Using actors, hidden cameras and interviews, we show the difference between what witnesses remember and what actually happened. Ten volunteers, who think they are taking part in a series about memory, find themselves key witnesses to two dramatic and violent crimes, secretly staged and filmed. Our volunteers find it surprisingly hard to remember the sequence of events, let alone who did what. 

A Violent Bar Fight
After taking part in memory tests, our volunteers go to a restaurant, where some of them notice an argument at the next table. The staged dispute between three men quickly escalates into a fight and one of them is stabbed. Our volunteers are now what the police call ‘key and significant eyewitnesses’, but how accurately can they recall the details of the crime, and how do their accounts differ? One of our witnesses is a plant – an actor, whose job in this crime is to contaminate other witness’s memory. Will she succeed?  
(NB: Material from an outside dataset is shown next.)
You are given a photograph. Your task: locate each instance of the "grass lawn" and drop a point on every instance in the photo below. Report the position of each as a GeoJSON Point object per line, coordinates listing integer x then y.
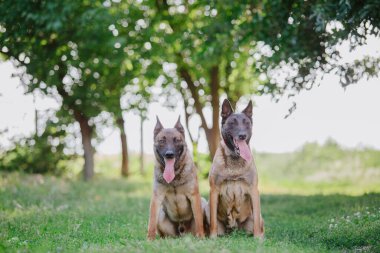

Armed Robbery and Kidnapping 
Hidden cameras in our volunteers’ glasses let us see exactly what they focus on in our second staged crime. State of the art eye tracker cameras let us look through their eyes. Do our volunteers make better witnesses second time around? When they get caught up in a bungled robbery and one of them is kidnapped, we find out how fear and the use of weapons affect what they remember. Some of our witnesses cannot describe suspects they saw clearly, yet recognise people they couldn’t describe. Can they pick the right person in a police line up?  

The Real Story
If the only witness is also the traumatized victim, it is much harder for the police to put a case together. In this programme we meet real witnesses and hear their harrowing stories.  Memory can be contaminated as easily as a crime scene, so it is crucial for the police to preserve and protect it. We look at an interview technique that can help retrieve the memory of a traumatized victim. In a world first, we test whether a new technology can improve our witnesses’ memories of the two crimes they have seen.